Before building an integration, understand all possible picklist values:

python3 sf_picklists.py -o Lead -f Status --pretty

Use the output to build proper value mapping in your integration code.

Data Migration Validation

Export picklists from both source and target orgs:

python3 sf_picklists.py -o Account --org source-org --csv-file source-picklists.csv
python3 sf_picklists.py -o Account --org target-org --csv-file target-picklists.csv

Compare the files to identify values that exist in source but not in target, ensuring your migration mapping is complete.

Configuration Drift Detection

Export the same object from production and sandbox:

python3 sf_picklists.py -o Opportunity --org production --csv-file prod-picklists.csv
python3 sf_picklists.py -o Opportunity --org sandbox --csv-file sandbox-picklists.csv

Use diff tools to spot configuration drift before deployment.

Tips for Daily Use

Create Aliases: Add a bash alias for quick access:

alias sf-picklist='python3 ~/path/to/sf_picklists.py'

Standard Naming: Use consistent file naming for exports to make them easy to find later:

python3 sf_picklists.py -o Account --csv-file "Account-picklists-$(date +%Y%m%d).csv"

Version Control: Store picklist exports in version control alongside your Salesforce metadata for historical tracking.

Automate Audits: Schedule regular exports to track when picklist values change over time.

Compare with Git: Store exports in a git repo and use git diff to see what changed between exports.

Documentation Pipeline: Integrate this into your documentation workflow—export, format, and automatically update your wiki or internal docs.

Common Patterns

Full Org Audit:

for obj in Account Contact Lead Opportunity Case; do
  python3 sf_picklists.py -o $obj --csv-file "${obj}-picklists.csv"
done

Quick Validation:

# Check if a value exists
python3 sf_picklists.py -o Lead -f Status --pretty | grep "Qualified"

Dependent Picklist Focus:

# Export and filter for only dependent picklists
python3 sf_picklists.py -o Account --pretty | jq '.picklists[] | select(.dependentPicklist == true)'

Limitations and Notes

API Version: Defaults to v60.0. Use --api-version if you need a different version.

Authentication: You must be authenticated via the SF CLI before running the script. The script will fail with a clear error if you’re not logged in.

ValidFor Data: Some older dependent picklists might not have validFor data exposed in the API. In these cases, the dependency mapping will be empty.

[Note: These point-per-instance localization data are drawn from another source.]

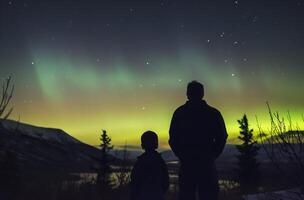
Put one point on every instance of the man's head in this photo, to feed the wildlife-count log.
(195, 91)
(149, 141)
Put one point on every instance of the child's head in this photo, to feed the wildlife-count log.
(149, 140)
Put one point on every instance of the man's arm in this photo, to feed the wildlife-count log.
(173, 134)
(220, 135)
(165, 178)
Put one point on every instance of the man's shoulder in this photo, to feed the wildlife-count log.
(213, 110)
(180, 109)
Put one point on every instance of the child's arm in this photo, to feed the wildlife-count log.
(135, 176)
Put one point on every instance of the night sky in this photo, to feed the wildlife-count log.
(124, 65)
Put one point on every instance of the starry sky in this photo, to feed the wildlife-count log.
(123, 66)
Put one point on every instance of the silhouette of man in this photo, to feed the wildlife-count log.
(197, 137)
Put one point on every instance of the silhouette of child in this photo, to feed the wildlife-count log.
(149, 176)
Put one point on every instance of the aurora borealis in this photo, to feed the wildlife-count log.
(123, 66)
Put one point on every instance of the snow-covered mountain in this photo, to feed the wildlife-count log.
(50, 134)
(46, 148)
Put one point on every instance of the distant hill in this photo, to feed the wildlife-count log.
(46, 148)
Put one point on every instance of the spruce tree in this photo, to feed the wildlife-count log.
(104, 176)
(247, 162)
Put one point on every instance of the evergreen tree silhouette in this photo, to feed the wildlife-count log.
(104, 176)
(247, 162)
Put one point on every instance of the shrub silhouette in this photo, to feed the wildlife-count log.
(248, 166)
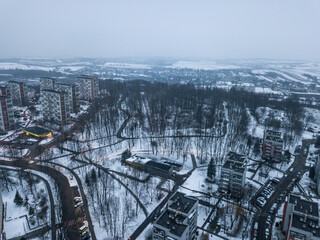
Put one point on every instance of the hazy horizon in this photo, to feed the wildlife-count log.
(183, 30)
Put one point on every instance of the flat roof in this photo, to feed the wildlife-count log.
(180, 202)
(65, 84)
(236, 166)
(158, 165)
(13, 81)
(37, 131)
(306, 224)
(86, 76)
(304, 206)
(51, 91)
(236, 157)
(172, 222)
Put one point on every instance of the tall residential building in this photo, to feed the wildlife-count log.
(316, 177)
(301, 219)
(179, 219)
(233, 174)
(47, 83)
(19, 93)
(272, 146)
(5, 91)
(70, 90)
(6, 113)
(87, 87)
(55, 106)
(2, 235)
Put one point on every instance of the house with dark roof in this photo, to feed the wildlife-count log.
(178, 220)
(301, 219)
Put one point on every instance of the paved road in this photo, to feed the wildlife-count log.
(84, 199)
(41, 231)
(65, 192)
(292, 175)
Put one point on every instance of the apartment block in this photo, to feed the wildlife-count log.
(70, 91)
(2, 234)
(233, 174)
(19, 93)
(47, 83)
(6, 113)
(87, 87)
(178, 221)
(272, 146)
(301, 219)
(55, 106)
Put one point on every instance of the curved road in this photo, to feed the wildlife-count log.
(292, 176)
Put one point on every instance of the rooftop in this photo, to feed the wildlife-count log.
(37, 131)
(158, 165)
(86, 77)
(306, 224)
(51, 91)
(172, 221)
(304, 206)
(47, 78)
(273, 136)
(65, 84)
(236, 166)
(236, 157)
(180, 202)
(13, 81)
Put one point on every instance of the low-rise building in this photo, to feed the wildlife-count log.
(153, 167)
(178, 221)
(272, 146)
(6, 114)
(233, 174)
(55, 106)
(87, 87)
(19, 93)
(301, 219)
(159, 169)
(70, 90)
(38, 132)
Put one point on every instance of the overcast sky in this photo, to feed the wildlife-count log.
(276, 29)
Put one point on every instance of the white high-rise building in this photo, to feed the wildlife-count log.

Large Objects: Objects with many picklist fields (think highly customized objects) might take a few seconds to process. This is normal.

Conclusion

Picklist configuration should be visible, documented, and version-controlled—not hidden away in Setup screens. Whether you’re documenting for compliance, planning a migration, or just trying to understand what values are actually being used, having a programmatic way to extract this information is essential.

The script is available on GitHub and works with any Salesforce org you’re authenticated to via the SF CLI. Give it a try the next time you need to document or audit picklist configurations—you’ll wonder how you managed without it.


This post was partially written with assistance from Claude AI to provide additional context and usage examples.